Now, you might argue that this isn’t useful because it is only history; of course the market was going up on the right side, so consolidations broke to the upside, and then it stopped going up, so consolidations had trouble breaking out. This is obvious and is to be expected. You would be right to make that argument, but there is one more thing to consider: this is not only history because we can also make these assessments in real time. We can judge the character of these breakouts and compare them against our mental map of what “should be” happening if the trend is intact. It’s a subtle thing, but it’s also real and is an element of market analysis that can easily be learned.
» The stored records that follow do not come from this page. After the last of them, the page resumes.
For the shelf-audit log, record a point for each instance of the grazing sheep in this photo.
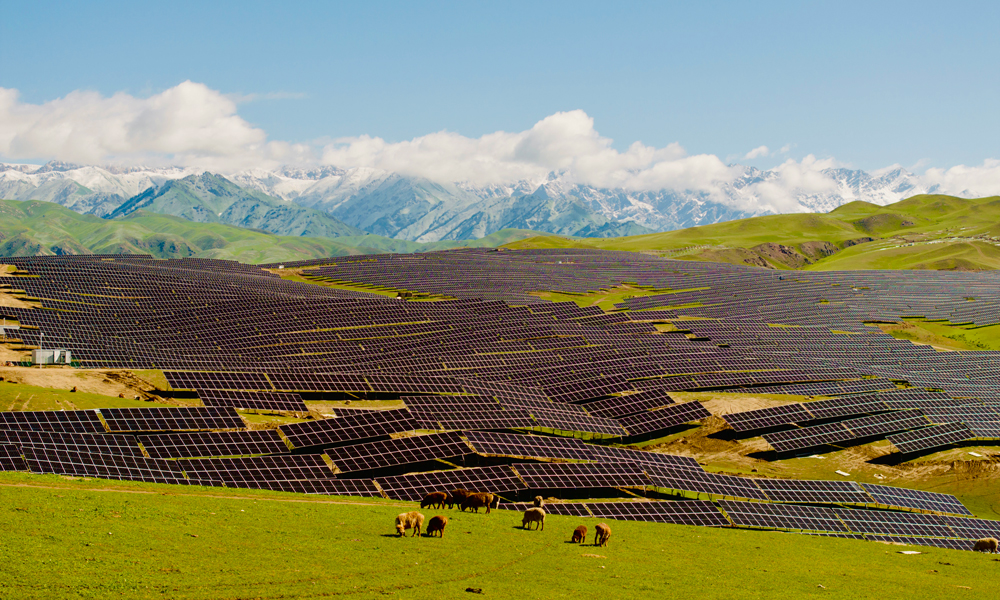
(601, 535)
(434, 500)
(411, 520)
(456, 496)
(437, 524)
(478, 500)
(533, 515)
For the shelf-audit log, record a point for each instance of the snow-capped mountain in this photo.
(414, 208)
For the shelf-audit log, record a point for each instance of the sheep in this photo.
(533, 515)
(434, 500)
(477, 500)
(437, 524)
(456, 496)
(601, 534)
(411, 520)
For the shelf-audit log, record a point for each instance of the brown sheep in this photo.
(477, 500)
(411, 520)
(533, 515)
(456, 496)
(434, 500)
(437, 524)
(601, 535)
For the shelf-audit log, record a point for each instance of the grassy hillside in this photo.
(922, 232)
(44, 228)
(71, 538)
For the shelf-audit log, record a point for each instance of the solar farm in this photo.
(478, 383)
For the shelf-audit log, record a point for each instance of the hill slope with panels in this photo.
(505, 392)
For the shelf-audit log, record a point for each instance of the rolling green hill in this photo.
(44, 228)
(922, 232)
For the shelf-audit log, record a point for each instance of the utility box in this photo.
(51, 357)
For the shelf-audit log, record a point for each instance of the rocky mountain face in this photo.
(298, 201)
(210, 198)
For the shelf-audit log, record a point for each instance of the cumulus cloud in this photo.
(566, 143)
(195, 126)
(758, 152)
(189, 124)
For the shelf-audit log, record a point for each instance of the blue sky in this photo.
(870, 84)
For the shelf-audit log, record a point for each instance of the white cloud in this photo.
(189, 124)
(758, 152)
(195, 126)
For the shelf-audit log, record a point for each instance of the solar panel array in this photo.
(496, 363)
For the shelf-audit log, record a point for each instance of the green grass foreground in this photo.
(105, 539)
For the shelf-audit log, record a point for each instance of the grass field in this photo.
(922, 232)
(100, 539)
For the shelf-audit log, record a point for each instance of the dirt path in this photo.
(107, 382)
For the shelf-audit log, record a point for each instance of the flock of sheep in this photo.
(475, 500)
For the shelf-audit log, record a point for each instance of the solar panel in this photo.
(107, 443)
(809, 491)
(620, 406)
(614, 454)
(68, 421)
(563, 476)
(104, 466)
(199, 418)
(261, 468)
(714, 485)
(973, 529)
(782, 516)
(528, 446)
(930, 437)
(893, 523)
(376, 455)
(569, 509)
(915, 499)
(665, 418)
(767, 417)
(354, 427)
(415, 486)
(688, 512)
(326, 487)
(808, 437)
(566, 421)
(273, 401)
(11, 459)
(213, 443)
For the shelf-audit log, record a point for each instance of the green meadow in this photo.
(69, 538)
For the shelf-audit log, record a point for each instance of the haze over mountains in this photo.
(333, 202)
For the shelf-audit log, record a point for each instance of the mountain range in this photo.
(332, 202)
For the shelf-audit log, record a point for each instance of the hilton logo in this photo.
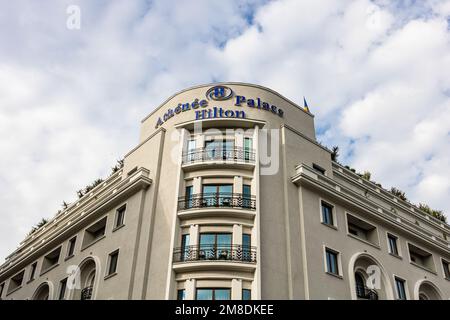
(219, 93)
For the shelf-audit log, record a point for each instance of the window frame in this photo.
(62, 284)
(398, 245)
(250, 293)
(327, 249)
(33, 272)
(47, 269)
(334, 224)
(109, 274)
(69, 243)
(213, 293)
(446, 275)
(116, 216)
(405, 287)
(183, 291)
(366, 241)
(431, 256)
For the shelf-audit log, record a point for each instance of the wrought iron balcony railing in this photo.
(362, 292)
(217, 200)
(86, 293)
(234, 253)
(219, 154)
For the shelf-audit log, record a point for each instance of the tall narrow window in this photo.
(446, 267)
(2, 286)
(33, 271)
(62, 289)
(327, 214)
(71, 246)
(393, 249)
(181, 294)
(246, 196)
(191, 150)
(332, 261)
(185, 238)
(246, 294)
(188, 197)
(120, 216)
(401, 291)
(246, 247)
(113, 258)
(248, 142)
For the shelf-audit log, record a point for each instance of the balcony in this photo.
(217, 200)
(205, 253)
(235, 155)
(86, 293)
(362, 292)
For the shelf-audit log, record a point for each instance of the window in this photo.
(120, 216)
(393, 248)
(421, 258)
(215, 246)
(332, 261)
(213, 294)
(217, 195)
(191, 150)
(401, 291)
(112, 266)
(362, 230)
(51, 259)
(62, 289)
(446, 267)
(181, 294)
(318, 168)
(33, 271)
(94, 232)
(246, 196)
(71, 247)
(185, 239)
(327, 214)
(246, 247)
(16, 281)
(246, 294)
(188, 195)
(248, 142)
(219, 149)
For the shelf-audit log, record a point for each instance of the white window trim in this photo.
(339, 257)
(442, 267)
(116, 211)
(433, 271)
(399, 247)
(108, 264)
(333, 213)
(405, 282)
(377, 230)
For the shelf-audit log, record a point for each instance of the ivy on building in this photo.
(80, 193)
(438, 214)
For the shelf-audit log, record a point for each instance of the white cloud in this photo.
(374, 73)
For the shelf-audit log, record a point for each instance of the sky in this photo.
(375, 75)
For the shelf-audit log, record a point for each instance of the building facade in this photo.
(228, 195)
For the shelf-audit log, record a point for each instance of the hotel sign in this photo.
(219, 93)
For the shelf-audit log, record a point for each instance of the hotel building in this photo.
(228, 195)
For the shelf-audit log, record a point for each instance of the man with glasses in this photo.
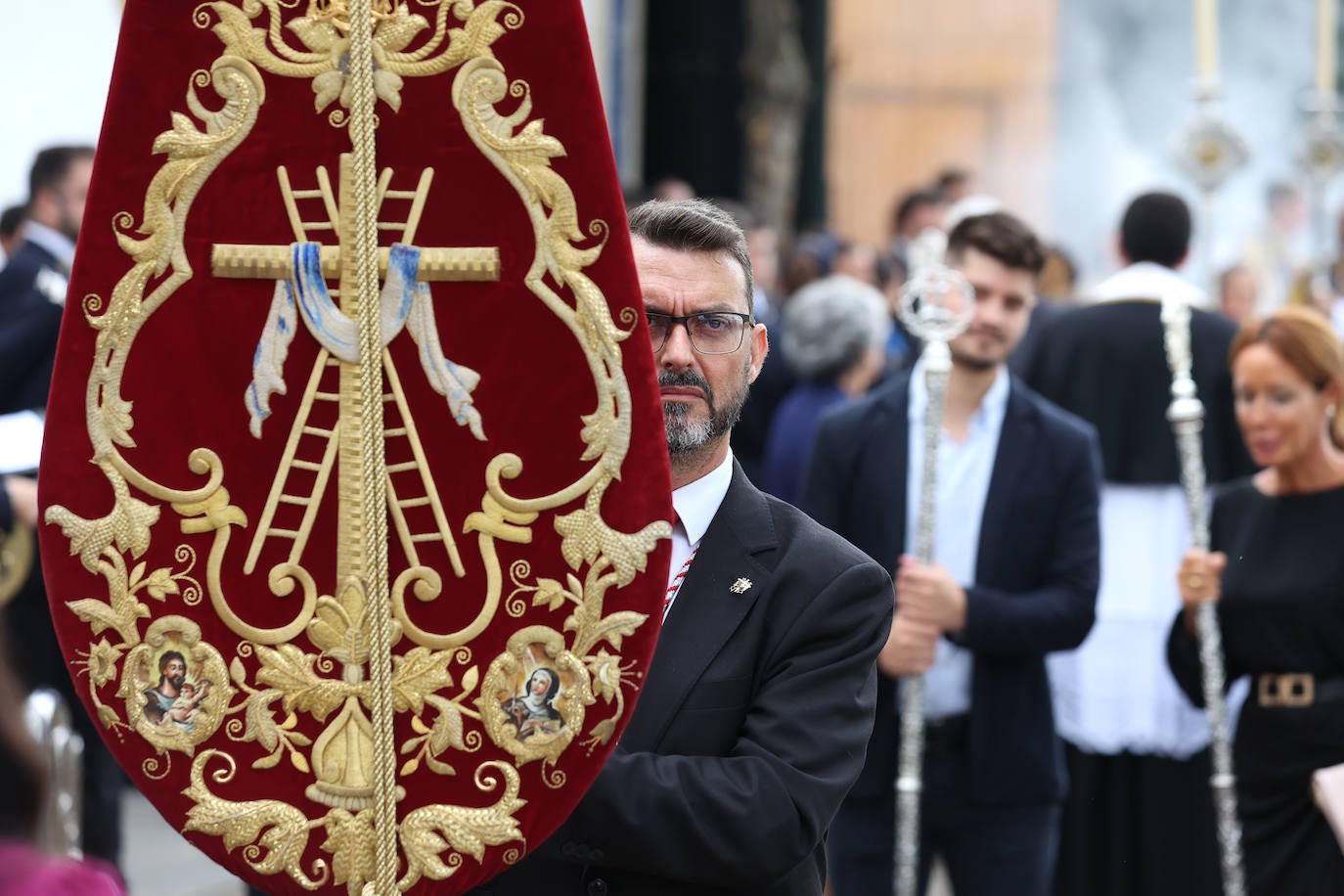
(753, 718)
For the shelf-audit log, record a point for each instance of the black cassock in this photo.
(1138, 821)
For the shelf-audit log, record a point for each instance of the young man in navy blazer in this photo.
(1015, 579)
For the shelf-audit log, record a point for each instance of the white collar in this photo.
(994, 405)
(1145, 280)
(53, 241)
(696, 503)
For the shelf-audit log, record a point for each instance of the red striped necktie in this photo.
(676, 583)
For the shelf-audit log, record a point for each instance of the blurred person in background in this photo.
(1236, 294)
(11, 225)
(834, 336)
(1278, 251)
(915, 214)
(1139, 817)
(1277, 574)
(24, 871)
(32, 295)
(955, 184)
(1013, 578)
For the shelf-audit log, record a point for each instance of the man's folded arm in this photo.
(749, 819)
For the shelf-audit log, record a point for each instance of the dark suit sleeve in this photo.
(1058, 614)
(747, 819)
(1183, 647)
(6, 508)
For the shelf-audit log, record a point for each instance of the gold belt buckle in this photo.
(1292, 690)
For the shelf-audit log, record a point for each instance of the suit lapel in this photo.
(707, 610)
(886, 470)
(1016, 445)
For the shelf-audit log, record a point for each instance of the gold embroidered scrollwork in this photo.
(532, 700)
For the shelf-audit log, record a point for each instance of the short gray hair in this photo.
(694, 226)
(829, 323)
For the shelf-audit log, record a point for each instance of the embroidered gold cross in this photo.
(276, 262)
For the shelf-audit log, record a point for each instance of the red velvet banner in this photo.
(204, 475)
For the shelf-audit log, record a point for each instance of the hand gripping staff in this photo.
(1187, 418)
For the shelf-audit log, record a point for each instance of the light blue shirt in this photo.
(963, 473)
(53, 241)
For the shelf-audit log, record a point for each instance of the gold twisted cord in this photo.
(362, 132)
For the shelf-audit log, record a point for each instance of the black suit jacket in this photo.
(1037, 574)
(29, 323)
(750, 729)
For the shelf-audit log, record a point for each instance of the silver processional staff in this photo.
(935, 306)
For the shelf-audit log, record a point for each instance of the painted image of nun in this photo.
(535, 712)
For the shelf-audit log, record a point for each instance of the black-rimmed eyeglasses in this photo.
(711, 332)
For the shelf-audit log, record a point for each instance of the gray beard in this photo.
(686, 435)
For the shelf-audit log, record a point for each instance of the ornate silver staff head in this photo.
(935, 306)
(1208, 151)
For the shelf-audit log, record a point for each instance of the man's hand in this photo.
(23, 499)
(930, 596)
(910, 647)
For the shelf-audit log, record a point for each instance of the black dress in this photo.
(1282, 610)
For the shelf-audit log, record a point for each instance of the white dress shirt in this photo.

So, give this a try. Pick a market you follow closely, and start watching the right edge of the chart. (Don’t bother to go back and look at history because that is easy. This is an exercise that must be done as it unfolds.) When the market makes a pause or consolidation against the trend, watch the character of the move out of the consolidation. Compare it to previous moves, and think about what you should see if the trend is strong and intact. Spend a few weeks watching the market with this idea in mind–the subtle shift in attention to assessing the character of the extension out of the pullback is what will make the difference. In a few weeks, you may see the market with new eyes.

AdamHGrimes

Adam Grimes has over two decades of experience in the industry as a trader, analyst and system developer. The author of a best-selling trading book, he has traded for his own account, for a top prop firm, and spent several years at the New York Mercantile Exchange. He focuses on the intersection of quantitative analysis and discretionary trading, and has a talent for teaching and helping traders find their own way in the market.

This Post Has 3 Comments

  1. Daniel

    Hi Adam,
    how do we know that a consolidation is an accumulation or a distribution of trend? For example the USDCAD daily was in a consolidation from end of january 2015 until 15 april 2015. Which technical sign was in that range until 14 april(on 15april the range was broken)that we have to do with an distribution and not with an accumulation?
    Thanks and regards Daniel

  2. A_Joe

    Character, Strength, Shifts in Trends / Regimes can help learn & improve our estimates of probabilities of Various Set-ups…. Thank You !

  3. Adithya

    I have a related question to timing these pullbacks. Let’s consider a simple ABCD structure with AB = impulse, BC = retracement, CD = 2nd impulse. Conceptually, we can try to build a system that times an entry into C, given the length / duration of AB.
    From an ex-post analysis of market structure, we can estimate a probability distribution of the length/duration of BC (given AB) – and use some sort of confidence level to design stop / targets. So if we’re looking to go long, we could draw a box (time vs distance) on the chart where probability of making a low is the highest. Then we buy either failure tests at the bottom edge or breakouts from the top edge of this box.
    My question has to do with the effect of delay on such a system. In other words, our pivot high (or low) on a weekly chart isn’t known until a week after it’s made. If we are lucky (relatively long retracement) , we will know AB with certainty at the point of trying to predict C. It’s also possible that we have to make an assumption about AB (think of a situation where B and C happen in successive candles – we don’t know B with certainty until after C has also been tested, and probably passed, so we have to take a leap of faith on both).
    In either case , this opens up the possibility of Type 1 / 2 errors both w.r.t. determining the previous swing high (and low). Have you done any work around how much this can hurt such a system? Alternatively where do we draw the line to take those leaps of faith? (This assumes we can make do with first order pivots…second order pivots would worsen the delay. I haven’t gotten around to conceptualizing / statistically analyzing my system beyond this!)